The things I look for in an ABA are:
Somewhat dry, but complex, American malt body with a fair bit of light to medium toast notes - nuts, bread crust, biscuits and crackers - with very restrained dark roast - light chocolate, cocoa powder.
Neutral yeast character, with restrained "tree fruit" esters - maybe some apple, pear, or fresh plum or cherry. If they're up in the moderate range, they should reinforce the hops, not the malt.
The beer can have some heft to the body, but it should be dextrinous fullness rather than underattenuated sweetness.
Malt to hop balance can go either way, but should be reasonably well balanced. Too much hop bitter will clash with the dark malts and give the impression of astringency; it's a real trick to brew a good hoppy dark beer. Thinner body and high hop bitterness turns the beer into a "Texas Brown Ale"/"Brown IPA." Fuller, sweeter body and lower hop bitter turns it more towards a Brown or Robust Porter.
On top of the hop bitter and malt complexity, there should also be some late hop character. It's usually citrusy and piny, but doesn't need to be. Too many judges forget that.
BJCP Style guidelines specify low to moderate hop aroma and flavor, but I think that lower hopping levels tend to throw the beer towards being a porter unless the brewer works hard to get a lot of "brown ale" character into the beer and brings up the hop bitterness.

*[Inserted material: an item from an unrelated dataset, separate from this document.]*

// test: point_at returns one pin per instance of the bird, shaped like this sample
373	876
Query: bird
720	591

On the other hand, I think that too much hop flavor and aroma also tends to clash with the dark malts, so it shouldn't be too over the top. But you still need a some late hopping to remind the judges that the beer is a brown ale, not a porter.

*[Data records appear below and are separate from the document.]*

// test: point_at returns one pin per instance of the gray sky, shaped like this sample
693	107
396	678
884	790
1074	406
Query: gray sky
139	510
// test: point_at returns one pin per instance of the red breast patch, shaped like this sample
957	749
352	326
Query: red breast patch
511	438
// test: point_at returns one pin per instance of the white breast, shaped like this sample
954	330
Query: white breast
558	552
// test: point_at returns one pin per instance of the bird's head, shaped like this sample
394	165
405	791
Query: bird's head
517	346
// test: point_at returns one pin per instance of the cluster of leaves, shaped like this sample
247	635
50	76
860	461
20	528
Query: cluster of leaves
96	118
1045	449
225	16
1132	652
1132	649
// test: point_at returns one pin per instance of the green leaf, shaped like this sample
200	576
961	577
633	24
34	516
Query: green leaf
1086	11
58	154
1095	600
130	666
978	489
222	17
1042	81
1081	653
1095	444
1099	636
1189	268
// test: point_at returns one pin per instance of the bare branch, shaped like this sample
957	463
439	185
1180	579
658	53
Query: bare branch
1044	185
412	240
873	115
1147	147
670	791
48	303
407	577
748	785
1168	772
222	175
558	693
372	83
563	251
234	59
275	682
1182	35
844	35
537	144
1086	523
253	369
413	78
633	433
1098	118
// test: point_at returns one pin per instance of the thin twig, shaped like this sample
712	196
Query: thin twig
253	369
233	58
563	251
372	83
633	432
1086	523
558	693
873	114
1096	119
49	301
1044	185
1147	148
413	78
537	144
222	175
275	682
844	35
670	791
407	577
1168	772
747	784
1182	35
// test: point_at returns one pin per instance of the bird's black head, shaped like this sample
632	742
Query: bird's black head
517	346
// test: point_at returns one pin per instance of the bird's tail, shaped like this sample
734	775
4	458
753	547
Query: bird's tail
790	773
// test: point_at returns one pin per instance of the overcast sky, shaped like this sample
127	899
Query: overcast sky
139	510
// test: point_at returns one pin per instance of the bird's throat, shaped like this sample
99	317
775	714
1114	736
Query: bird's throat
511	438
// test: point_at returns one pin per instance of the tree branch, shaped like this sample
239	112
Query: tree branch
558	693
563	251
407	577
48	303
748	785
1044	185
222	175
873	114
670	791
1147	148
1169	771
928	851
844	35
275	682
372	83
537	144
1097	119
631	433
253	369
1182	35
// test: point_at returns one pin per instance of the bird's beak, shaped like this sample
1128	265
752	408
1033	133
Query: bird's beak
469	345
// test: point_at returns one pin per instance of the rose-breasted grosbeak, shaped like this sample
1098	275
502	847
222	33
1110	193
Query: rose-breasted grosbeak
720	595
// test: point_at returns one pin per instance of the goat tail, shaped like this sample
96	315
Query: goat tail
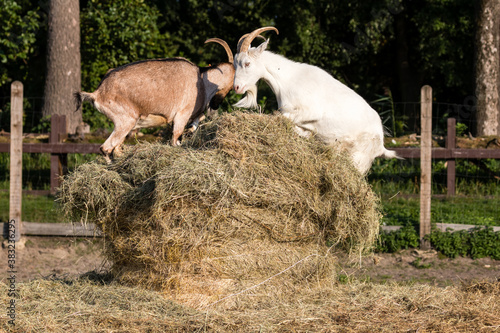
82	96
390	154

Since I'm sort of on the East Coast, I see more balanced versions, and for commercial examples I think of Brooklyn Brown Ale, Smuttynose Old Brown Dog and Avery Ellie’s Brown Ale (Yes, the 2008 BJCP Guidelines turned it into a Northern English Brown, but I think that the Guidelines committee got a bad bottle.)
For more aggressive "West Coast" versions, I think of Clown Shoes Brown Angel, but it's a bit high in alcohol for the style at 7% ABV.
Commercially, I think that the trend was towards more balanced versions, but now it's swinging back towards more aggressively hopped beers. That might also be the case for HB, but I haven't brewed or tasted an ABA recently - it's the rarest of the American ales.
As to Peter's beer, my ignorant guess is that the judges got a fair bit of bitter and citrusy hops in the flavor, but it didn't carry into the aroma, or vice-versa. Judges often like to aroma and flavor to be similar in intensity. In particular, it sucks when a beer has an amazing bouquet but the flavor doesn't follow through.